Last week’s spat between Mr English and the Super Fund regarding its chief executive’s pay is another reason why it should be turned into a passive index linked fund.
The Cullen fund attempts to beat the market. To do so it needs some seriously well-paid investment professionals. You do not beat the market on B-team pay rates.
You quickly drop onto the C-list if your portfolio faces constant political interference.
First, it was whether it should invest more in New Zealand. Then the fund should disinvest in politically unpopular shares. Now it should get A-grade results with the B-team pay rates. This will never stop.
The taxpayers would be better off if the Super Fund invested in passive index tracker funds.
These funds buy a portfolio with the same weighting as the entire share market and trades as little as possible. This minimises management expenses and trading fees.
Yes, a super fund that is a passive index linked fund would never beat the market, but it would never under-perform it, either, and would be cheaper to run.
An accountant or two would be needed at the Treasury to send and receive the cheques, read the annual reports and audit documents to make sure the money is still there.
You can constantly beat the market, but it is very expensive.
Hedge funds have trouble beating the market for more than a few years in a row after management fees, despite the top hedge fund managers earning more than $1 billion a year. To get on the top 25 list of hedge fund managers you need to earn at least $400 million a year.

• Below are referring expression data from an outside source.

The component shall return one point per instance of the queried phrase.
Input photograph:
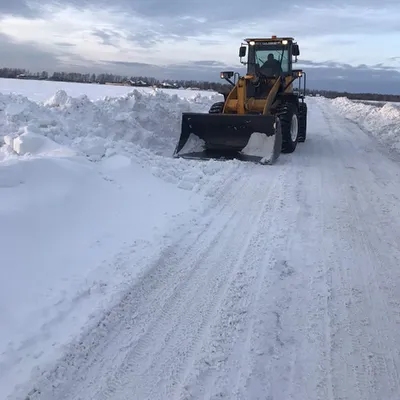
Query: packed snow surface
(126, 273)
(381, 120)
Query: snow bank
(383, 122)
(88, 199)
(99, 128)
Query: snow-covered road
(288, 287)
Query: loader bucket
(255, 138)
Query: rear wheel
(302, 122)
(290, 128)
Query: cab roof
(270, 39)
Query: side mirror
(226, 74)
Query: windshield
(271, 60)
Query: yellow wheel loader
(261, 117)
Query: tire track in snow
(375, 368)
(130, 303)
(220, 347)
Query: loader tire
(302, 122)
(217, 108)
(290, 127)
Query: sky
(344, 45)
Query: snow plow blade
(254, 138)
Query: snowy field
(126, 273)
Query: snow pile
(104, 127)
(87, 202)
(383, 122)
(260, 145)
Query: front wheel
(217, 108)
(290, 128)
(302, 122)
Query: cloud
(348, 45)
(18, 8)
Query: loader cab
(270, 57)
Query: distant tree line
(18, 73)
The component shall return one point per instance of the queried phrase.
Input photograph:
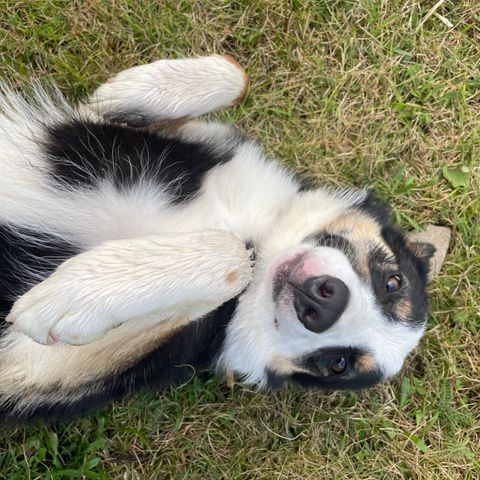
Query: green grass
(357, 92)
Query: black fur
(414, 272)
(318, 363)
(192, 348)
(26, 257)
(82, 153)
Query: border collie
(138, 243)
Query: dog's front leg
(161, 276)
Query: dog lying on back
(137, 243)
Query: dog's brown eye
(393, 284)
(339, 365)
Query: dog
(139, 244)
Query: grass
(385, 94)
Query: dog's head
(338, 298)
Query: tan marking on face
(366, 363)
(363, 232)
(231, 277)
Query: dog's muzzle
(320, 301)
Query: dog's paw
(49, 317)
(169, 90)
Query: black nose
(320, 301)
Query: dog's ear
(431, 247)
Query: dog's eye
(339, 365)
(394, 283)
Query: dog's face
(339, 295)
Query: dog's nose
(320, 301)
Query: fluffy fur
(126, 230)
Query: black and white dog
(128, 233)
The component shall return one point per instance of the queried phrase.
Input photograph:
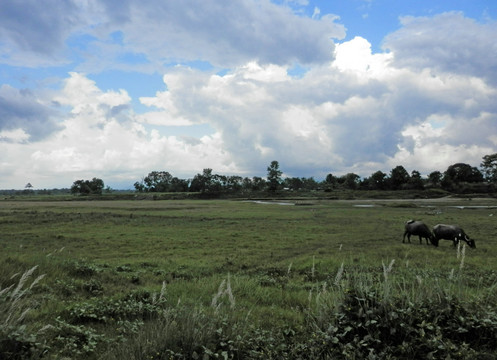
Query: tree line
(459, 178)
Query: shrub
(16, 341)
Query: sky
(116, 89)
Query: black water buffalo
(418, 228)
(452, 232)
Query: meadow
(233, 279)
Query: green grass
(294, 272)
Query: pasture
(307, 278)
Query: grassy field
(181, 279)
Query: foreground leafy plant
(16, 341)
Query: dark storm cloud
(447, 42)
(19, 109)
(34, 26)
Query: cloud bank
(426, 102)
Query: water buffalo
(452, 232)
(418, 228)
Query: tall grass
(16, 340)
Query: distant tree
(274, 176)
(87, 187)
(258, 183)
(399, 177)
(461, 172)
(158, 181)
(415, 181)
(350, 180)
(293, 183)
(435, 178)
(202, 182)
(489, 167)
(378, 181)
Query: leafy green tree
(399, 177)
(378, 180)
(461, 172)
(415, 181)
(350, 180)
(489, 167)
(274, 176)
(158, 181)
(293, 183)
(202, 182)
(435, 178)
(87, 187)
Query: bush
(16, 341)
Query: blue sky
(116, 89)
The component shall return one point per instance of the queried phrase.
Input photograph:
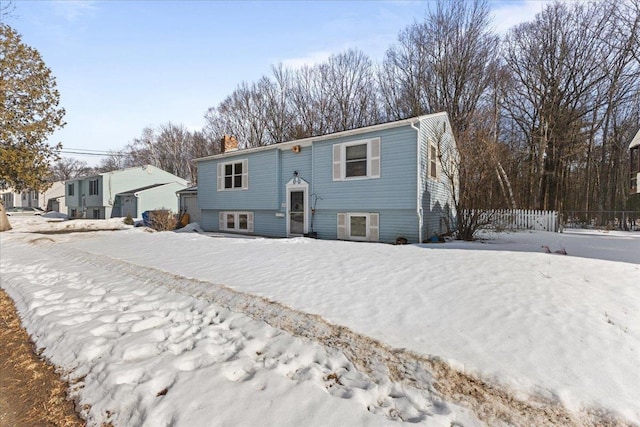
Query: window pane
(242, 222)
(358, 168)
(297, 202)
(357, 152)
(358, 226)
(296, 223)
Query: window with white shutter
(236, 221)
(356, 160)
(233, 175)
(360, 226)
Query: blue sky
(123, 65)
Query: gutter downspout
(418, 181)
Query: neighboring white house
(47, 200)
(95, 196)
(152, 197)
(53, 199)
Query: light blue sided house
(377, 184)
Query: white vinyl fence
(521, 219)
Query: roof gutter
(418, 181)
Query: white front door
(297, 207)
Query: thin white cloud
(71, 10)
(311, 59)
(507, 14)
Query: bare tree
(67, 168)
(352, 91)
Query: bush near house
(162, 220)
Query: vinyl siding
(263, 182)
(396, 187)
(394, 223)
(403, 185)
(436, 197)
(265, 222)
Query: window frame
(434, 170)
(243, 175)
(94, 189)
(223, 221)
(373, 159)
(372, 226)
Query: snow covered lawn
(171, 328)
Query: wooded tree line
(542, 116)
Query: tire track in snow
(428, 380)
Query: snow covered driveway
(140, 320)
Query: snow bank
(547, 327)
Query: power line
(87, 153)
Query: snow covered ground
(190, 329)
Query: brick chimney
(228, 143)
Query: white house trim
(297, 184)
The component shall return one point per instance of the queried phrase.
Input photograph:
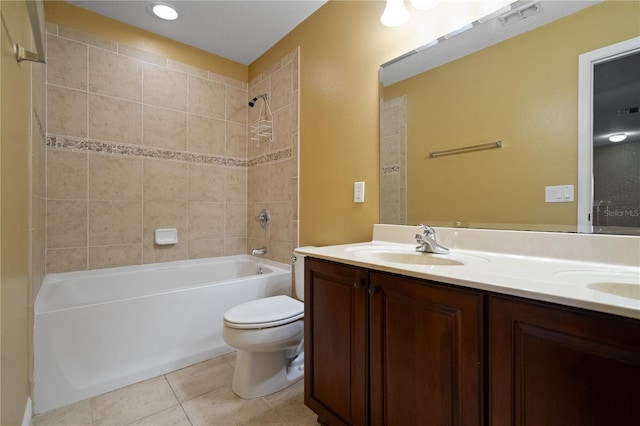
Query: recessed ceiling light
(164, 11)
(619, 137)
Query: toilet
(268, 336)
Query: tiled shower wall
(393, 170)
(273, 184)
(137, 142)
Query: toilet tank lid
(268, 310)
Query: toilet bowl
(268, 336)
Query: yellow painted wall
(88, 22)
(524, 92)
(14, 214)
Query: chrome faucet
(427, 241)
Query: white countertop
(598, 286)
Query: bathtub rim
(50, 279)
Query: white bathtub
(95, 331)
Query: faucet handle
(427, 231)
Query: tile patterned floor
(196, 395)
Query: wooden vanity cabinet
(336, 342)
(556, 365)
(425, 352)
(382, 349)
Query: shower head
(252, 102)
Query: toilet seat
(263, 313)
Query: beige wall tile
(115, 120)
(115, 177)
(66, 111)
(66, 223)
(236, 220)
(164, 180)
(66, 260)
(165, 128)
(113, 256)
(233, 246)
(206, 135)
(206, 183)
(283, 128)
(66, 175)
(279, 181)
(281, 221)
(236, 185)
(165, 88)
(282, 87)
(236, 137)
(206, 221)
(115, 75)
(259, 184)
(206, 98)
(66, 63)
(164, 214)
(236, 105)
(201, 249)
(115, 222)
(39, 169)
(281, 251)
(254, 229)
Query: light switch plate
(358, 192)
(558, 194)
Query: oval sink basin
(413, 258)
(628, 290)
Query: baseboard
(28, 413)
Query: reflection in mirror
(609, 139)
(522, 91)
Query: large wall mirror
(508, 90)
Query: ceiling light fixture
(618, 137)
(164, 11)
(394, 14)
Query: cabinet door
(336, 363)
(553, 365)
(426, 353)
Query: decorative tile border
(391, 170)
(81, 144)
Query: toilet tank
(298, 275)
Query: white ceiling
(239, 30)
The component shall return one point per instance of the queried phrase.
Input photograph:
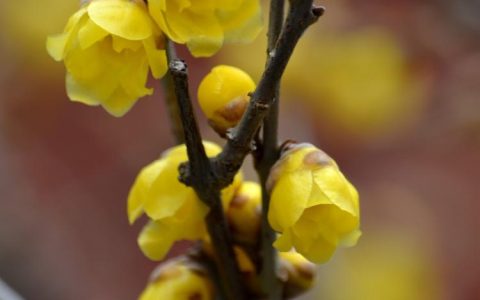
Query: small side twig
(173, 110)
(301, 15)
(268, 155)
(204, 184)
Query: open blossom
(108, 47)
(313, 206)
(175, 211)
(205, 25)
(180, 279)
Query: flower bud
(312, 205)
(223, 96)
(181, 279)
(296, 272)
(244, 213)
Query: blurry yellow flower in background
(108, 47)
(27, 22)
(359, 83)
(175, 211)
(180, 279)
(313, 206)
(205, 25)
(389, 264)
(223, 96)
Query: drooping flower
(223, 96)
(205, 25)
(174, 209)
(180, 279)
(108, 47)
(313, 206)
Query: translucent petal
(140, 187)
(289, 199)
(155, 240)
(90, 33)
(157, 58)
(127, 19)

That makes whatever the New Zealand super fund is paying its team to beat the market small potatoes.
Makes $1 million look cheap.
Taxpayers contributed $14.88b to the Super Fund from its inception in 2001 to the suspension of contributions in 2009.

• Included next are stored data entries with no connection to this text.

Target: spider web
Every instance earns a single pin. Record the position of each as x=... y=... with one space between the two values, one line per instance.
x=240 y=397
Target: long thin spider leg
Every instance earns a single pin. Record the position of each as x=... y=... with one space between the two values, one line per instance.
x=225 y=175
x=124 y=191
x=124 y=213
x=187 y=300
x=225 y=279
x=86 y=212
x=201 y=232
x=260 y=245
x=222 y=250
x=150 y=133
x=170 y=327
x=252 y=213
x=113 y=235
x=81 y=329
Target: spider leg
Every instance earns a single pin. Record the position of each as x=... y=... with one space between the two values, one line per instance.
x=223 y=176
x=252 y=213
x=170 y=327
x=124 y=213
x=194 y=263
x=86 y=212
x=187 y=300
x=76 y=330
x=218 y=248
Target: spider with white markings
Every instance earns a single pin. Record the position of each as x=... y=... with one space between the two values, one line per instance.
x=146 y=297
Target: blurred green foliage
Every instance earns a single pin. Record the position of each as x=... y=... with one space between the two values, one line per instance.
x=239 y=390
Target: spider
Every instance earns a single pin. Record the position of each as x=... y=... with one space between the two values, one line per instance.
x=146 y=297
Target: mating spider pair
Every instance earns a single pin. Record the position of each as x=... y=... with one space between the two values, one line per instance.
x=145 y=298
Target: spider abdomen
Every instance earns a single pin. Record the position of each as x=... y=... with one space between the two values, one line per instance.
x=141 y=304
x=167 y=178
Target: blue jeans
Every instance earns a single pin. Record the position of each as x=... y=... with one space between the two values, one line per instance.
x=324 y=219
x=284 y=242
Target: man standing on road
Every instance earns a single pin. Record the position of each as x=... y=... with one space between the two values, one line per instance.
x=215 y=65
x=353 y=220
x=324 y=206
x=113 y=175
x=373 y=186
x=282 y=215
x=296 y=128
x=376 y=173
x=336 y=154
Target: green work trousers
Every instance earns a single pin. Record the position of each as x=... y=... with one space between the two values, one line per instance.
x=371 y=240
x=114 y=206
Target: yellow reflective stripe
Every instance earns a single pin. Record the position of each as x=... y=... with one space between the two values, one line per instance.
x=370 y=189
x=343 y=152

In the nine years in which contributions were made, the company tax rate of 28 per cent could have been up to 10 percentage points lower but for those investments. Imagine how much richer New Zealand would be if investors only paid an 18 per cent company tax rate on building their businesses.
The Super Fund must beat the market every single year to make up for the deadweight social cost of its funding through taxes and a premium for the investment risk added to the Crown’s portfolio.
The taxpayer should quit while the going is still good. The Super Fund should become a passive share index tracking fund that minimises management expenses and the risk in the Crown’s portfolio.
An 18% company tax rate would attract lots more investment to NZ, which means more jobs and higher incomes.